The survey ranks jurisdictions—states, provinces, geographical regions such as offshore areas, and countries—according to the extent of their oil and gas investment barriers.
It evaluates jurisdictions by assigning scores on each of 16 questions about factors known to affect investment decisions. The scores yield a “policy perception index,” which the institute applies to jurisdictions grouped by proved oil and gas reserves.
Of the 15 jurisdictions with the largest petroleum reserves, the five ranking highest in investment attractiveness, in descending order, are Texas, the United Arab Emirates, Alberta, Kuwait, and Egypt.
The five least attractive jurisdictions in the large-reserves category, starting at bottom, are Venezuela, Libya, Iraq, Indonesia, and Nigeria. They account for 41% of the oil and gas reserves of all jurisdictions covered by the survey.
The 97 jurisdictions evaluated account for 52% of global oil and gas reserves and 66% of production.
In the group of 39 jurisdictions with medium-range reserves, the 10 most attractive for investment are Oklahoma, North Dakota, Newfoundland & Labrador, West Virginia, Norway-Other, Wyoming, Norway-North Sea, the UK North Sea Offshore, Arkansas, and the Netherlands.
Among 39 jurisdictions with relative small reserves, the top 10 are Kansas, Saskatchewan, South Australia, Manitoba, New Zealand, Mississippi, Montana, Namibia, the UK-Other, and Alabama.

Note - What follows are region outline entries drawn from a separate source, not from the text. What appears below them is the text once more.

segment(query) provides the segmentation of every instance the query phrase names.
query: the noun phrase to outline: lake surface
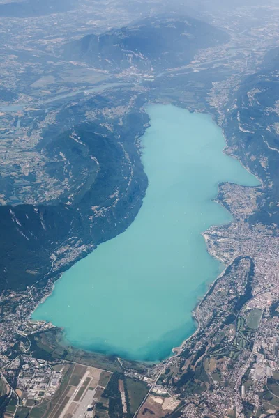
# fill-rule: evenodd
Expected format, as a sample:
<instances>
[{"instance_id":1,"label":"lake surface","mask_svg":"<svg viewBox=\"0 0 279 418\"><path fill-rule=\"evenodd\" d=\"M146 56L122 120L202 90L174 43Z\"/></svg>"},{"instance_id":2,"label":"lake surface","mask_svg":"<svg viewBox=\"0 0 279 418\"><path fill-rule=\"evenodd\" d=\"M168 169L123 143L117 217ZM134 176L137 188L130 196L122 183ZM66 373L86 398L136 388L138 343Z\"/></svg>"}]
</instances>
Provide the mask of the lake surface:
<instances>
[{"instance_id":1,"label":"lake surface","mask_svg":"<svg viewBox=\"0 0 279 418\"><path fill-rule=\"evenodd\" d=\"M146 111L149 187L139 214L65 272L33 318L63 327L76 347L155 361L193 332L191 311L220 273L201 235L231 220L211 201L218 183L259 182L223 153L225 139L209 116L160 104Z\"/></svg>"}]
</instances>

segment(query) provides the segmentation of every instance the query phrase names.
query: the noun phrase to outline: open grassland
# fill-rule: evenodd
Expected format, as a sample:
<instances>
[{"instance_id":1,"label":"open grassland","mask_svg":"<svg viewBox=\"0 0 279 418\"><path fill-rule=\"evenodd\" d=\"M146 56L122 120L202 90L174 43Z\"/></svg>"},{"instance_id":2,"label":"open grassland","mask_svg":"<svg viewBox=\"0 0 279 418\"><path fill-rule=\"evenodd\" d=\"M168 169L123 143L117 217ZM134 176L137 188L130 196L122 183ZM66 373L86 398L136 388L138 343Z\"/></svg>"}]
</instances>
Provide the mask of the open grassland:
<instances>
[{"instance_id":1,"label":"open grassland","mask_svg":"<svg viewBox=\"0 0 279 418\"><path fill-rule=\"evenodd\" d=\"M128 378L126 380L130 409L133 415L146 396L149 389L144 382Z\"/></svg>"}]
</instances>

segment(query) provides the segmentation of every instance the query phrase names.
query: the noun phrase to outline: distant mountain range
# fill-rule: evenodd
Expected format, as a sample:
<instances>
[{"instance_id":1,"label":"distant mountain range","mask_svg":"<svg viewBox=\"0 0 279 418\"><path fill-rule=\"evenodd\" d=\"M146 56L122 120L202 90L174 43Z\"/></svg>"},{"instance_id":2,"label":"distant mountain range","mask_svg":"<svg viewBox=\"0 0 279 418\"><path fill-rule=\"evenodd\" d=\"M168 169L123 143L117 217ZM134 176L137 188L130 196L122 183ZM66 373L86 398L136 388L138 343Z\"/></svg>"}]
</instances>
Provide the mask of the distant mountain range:
<instances>
[{"instance_id":1,"label":"distant mountain range","mask_svg":"<svg viewBox=\"0 0 279 418\"><path fill-rule=\"evenodd\" d=\"M148 17L70 42L61 56L112 72L133 67L156 72L187 65L199 49L228 40L225 32L193 17Z\"/></svg>"}]
</instances>

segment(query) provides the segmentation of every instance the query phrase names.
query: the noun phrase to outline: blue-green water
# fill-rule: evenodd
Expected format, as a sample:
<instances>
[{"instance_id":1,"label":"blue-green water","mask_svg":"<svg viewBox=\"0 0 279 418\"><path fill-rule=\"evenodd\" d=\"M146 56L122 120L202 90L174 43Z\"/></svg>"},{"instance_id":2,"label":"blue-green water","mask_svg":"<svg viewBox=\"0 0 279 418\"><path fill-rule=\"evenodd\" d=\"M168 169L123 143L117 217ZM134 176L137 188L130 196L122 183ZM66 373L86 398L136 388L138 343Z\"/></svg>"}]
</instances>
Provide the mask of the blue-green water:
<instances>
[{"instance_id":1,"label":"blue-green water","mask_svg":"<svg viewBox=\"0 0 279 418\"><path fill-rule=\"evenodd\" d=\"M225 139L209 116L157 104L147 111L149 187L139 214L65 272L33 318L63 327L75 346L158 360L193 332L191 311L220 272L201 235L231 219L211 201L218 183L259 182L223 153Z\"/></svg>"}]
</instances>

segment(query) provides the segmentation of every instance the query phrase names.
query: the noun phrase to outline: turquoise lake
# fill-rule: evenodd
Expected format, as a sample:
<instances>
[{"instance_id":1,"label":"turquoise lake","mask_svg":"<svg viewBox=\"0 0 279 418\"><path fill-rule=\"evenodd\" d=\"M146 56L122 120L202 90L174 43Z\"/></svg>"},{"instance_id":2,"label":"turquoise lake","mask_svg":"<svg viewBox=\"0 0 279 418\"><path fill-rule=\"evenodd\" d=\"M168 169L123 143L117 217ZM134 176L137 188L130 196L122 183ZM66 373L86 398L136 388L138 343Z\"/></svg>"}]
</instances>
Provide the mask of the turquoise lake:
<instances>
[{"instance_id":1,"label":"turquoise lake","mask_svg":"<svg viewBox=\"0 0 279 418\"><path fill-rule=\"evenodd\" d=\"M191 311L222 268L201 235L232 219L211 200L218 184L259 181L223 153L222 131L210 116L161 104L146 111L149 187L139 214L63 273L33 319L63 327L76 347L156 361L194 332Z\"/></svg>"}]
</instances>

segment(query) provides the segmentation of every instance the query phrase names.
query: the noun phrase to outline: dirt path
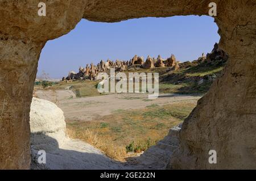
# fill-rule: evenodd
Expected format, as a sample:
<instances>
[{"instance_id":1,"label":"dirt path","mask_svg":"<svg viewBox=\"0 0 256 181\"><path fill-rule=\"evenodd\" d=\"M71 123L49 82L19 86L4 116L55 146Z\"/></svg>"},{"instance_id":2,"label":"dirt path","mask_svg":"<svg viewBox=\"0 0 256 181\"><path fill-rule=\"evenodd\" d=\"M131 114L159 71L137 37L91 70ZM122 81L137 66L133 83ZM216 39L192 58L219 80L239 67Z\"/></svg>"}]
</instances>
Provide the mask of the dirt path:
<instances>
[{"instance_id":1,"label":"dirt path","mask_svg":"<svg viewBox=\"0 0 256 181\"><path fill-rule=\"evenodd\" d=\"M149 99L144 94L120 94L93 97L76 98L71 90L36 91L39 98L56 104L64 112L67 121L90 121L121 110L145 108L153 104L159 106L186 100L195 102L200 96L177 94L160 94Z\"/></svg>"}]
</instances>

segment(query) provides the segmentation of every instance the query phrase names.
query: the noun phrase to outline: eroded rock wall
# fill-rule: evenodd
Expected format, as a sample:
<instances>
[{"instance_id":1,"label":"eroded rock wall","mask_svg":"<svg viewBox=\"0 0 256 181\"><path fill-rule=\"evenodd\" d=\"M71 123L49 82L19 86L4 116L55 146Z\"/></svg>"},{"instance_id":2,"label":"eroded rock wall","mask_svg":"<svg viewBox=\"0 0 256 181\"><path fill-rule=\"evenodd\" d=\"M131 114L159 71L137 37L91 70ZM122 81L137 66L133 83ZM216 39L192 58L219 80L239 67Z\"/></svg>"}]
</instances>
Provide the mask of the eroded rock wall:
<instances>
[{"instance_id":1,"label":"eroded rock wall","mask_svg":"<svg viewBox=\"0 0 256 181\"><path fill-rule=\"evenodd\" d=\"M0 1L0 169L28 169L29 112L37 62L46 42L82 18L118 22L146 16L207 15L212 1ZM169 168L255 169L256 9L254 0L214 1L220 47L229 56L224 75L199 102L180 132ZM208 163L215 149L218 163Z\"/></svg>"}]
</instances>

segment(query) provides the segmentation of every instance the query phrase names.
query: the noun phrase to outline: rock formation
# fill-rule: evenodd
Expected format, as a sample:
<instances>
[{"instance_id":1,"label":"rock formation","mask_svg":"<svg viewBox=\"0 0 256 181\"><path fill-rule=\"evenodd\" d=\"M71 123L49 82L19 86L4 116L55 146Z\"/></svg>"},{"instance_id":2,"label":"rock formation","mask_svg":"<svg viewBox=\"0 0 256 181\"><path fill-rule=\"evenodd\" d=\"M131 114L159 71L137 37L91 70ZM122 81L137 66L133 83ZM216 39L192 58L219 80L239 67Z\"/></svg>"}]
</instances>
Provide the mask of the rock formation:
<instances>
[{"instance_id":1,"label":"rock formation","mask_svg":"<svg viewBox=\"0 0 256 181\"><path fill-rule=\"evenodd\" d=\"M63 112L48 100L33 98L30 111L31 169L124 169L100 150L66 135ZM38 151L46 152L39 164Z\"/></svg>"},{"instance_id":2,"label":"rock formation","mask_svg":"<svg viewBox=\"0 0 256 181\"><path fill-rule=\"evenodd\" d=\"M154 62L152 58L148 56L147 58L147 60L145 63L143 65L142 67L145 69L149 69L151 68L154 68L155 66L154 66Z\"/></svg>"},{"instance_id":3,"label":"rock formation","mask_svg":"<svg viewBox=\"0 0 256 181\"><path fill-rule=\"evenodd\" d=\"M166 60L167 66L174 66L175 65L176 60L174 54L172 54L171 57L168 58Z\"/></svg>"},{"instance_id":4,"label":"rock formation","mask_svg":"<svg viewBox=\"0 0 256 181\"><path fill-rule=\"evenodd\" d=\"M77 0L73 3L52 0L46 2L49 15L42 17L36 14L34 1L2 1L0 169L30 168L28 115L38 60L48 40L68 33L82 18L116 22L147 16L208 15L209 2L143 0L134 6L134 1ZM229 58L223 75L185 120L180 144L169 168L256 169L256 5L254 0L214 2L218 46ZM208 162L212 149L217 153L217 164Z\"/></svg>"},{"instance_id":5,"label":"rock formation","mask_svg":"<svg viewBox=\"0 0 256 181\"><path fill-rule=\"evenodd\" d=\"M212 52L207 54L207 57L204 59L208 62L215 60L227 60L228 56L226 52L218 47L218 44L216 43Z\"/></svg>"},{"instance_id":6,"label":"rock formation","mask_svg":"<svg viewBox=\"0 0 256 181\"><path fill-rule=\"evenodd\" d=\"M159 55L156 62L155 64L155 66L156 68L164 68L165 66L163 61L163 60L161 58L161 56Z\"/></svg>"}]
</instances>

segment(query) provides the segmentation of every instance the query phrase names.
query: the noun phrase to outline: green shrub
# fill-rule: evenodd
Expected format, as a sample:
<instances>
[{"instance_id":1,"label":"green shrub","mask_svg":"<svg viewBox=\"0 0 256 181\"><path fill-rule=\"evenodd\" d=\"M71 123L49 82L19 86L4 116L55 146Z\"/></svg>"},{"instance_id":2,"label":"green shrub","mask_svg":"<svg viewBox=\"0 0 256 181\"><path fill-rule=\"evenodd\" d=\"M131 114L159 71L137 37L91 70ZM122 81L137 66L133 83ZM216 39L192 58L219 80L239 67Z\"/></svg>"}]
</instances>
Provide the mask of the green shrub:
<instances>
[{"instance_id":1,"label":"green shrub","mask_svg":"<svg viewBox=\"0 0 256 181\"><path fill-rule=\"evenodd\" d=\"M126 149L126 153L134 152L134 141L133 141L130 144L127 145L125 147L125 149Z\"/></svg>"},{"instance_id":2,"label":"green shrub","mask_svg":"<svg viewBox=\"0 0 256 181\"><path fill-rule=\"evenodd\" d=\"M52 82L47 81L43 81L42 82L42 86L44 89L49 86L52 86Z\"/></svg>"}]
</instances>

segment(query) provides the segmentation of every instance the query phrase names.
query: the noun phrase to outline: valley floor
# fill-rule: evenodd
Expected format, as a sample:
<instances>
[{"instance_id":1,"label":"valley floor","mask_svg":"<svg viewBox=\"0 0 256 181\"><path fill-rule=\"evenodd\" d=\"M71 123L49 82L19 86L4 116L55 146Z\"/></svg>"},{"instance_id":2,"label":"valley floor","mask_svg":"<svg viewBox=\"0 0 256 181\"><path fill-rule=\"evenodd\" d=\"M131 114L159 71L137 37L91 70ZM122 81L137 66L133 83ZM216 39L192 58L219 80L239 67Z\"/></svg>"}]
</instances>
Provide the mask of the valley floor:
<instances>
[{"instance_id":1,"label":"valley floor","mask_svg":"<svg viewBox=\"0 0 256 181\"><path fill-rule=\"evenodd\" d=\"M77 97L67 88L38 90L35 94L63 111L69 136L121 162L155 145L182 123L201 98L175 94L160 94L155 99L146 94Z\"/></svg>"}]
</instances>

Uncorrected for reserves size, the top 10 jurisdictions for investment allure are Texas, Oklahoma, North Dakota, Newfoundland & Labrador, West Virginia, Kansas, Saskatchewan, Norway-Offshore (except North Sea), Wyoming, and South Australia.
Without correction for reserves, the bottom 10 jurisdictions are Venezuela, Bolivia, Libya, Iraq, Ecuador, Indonesia, California, Cambodia, France, and Yemen.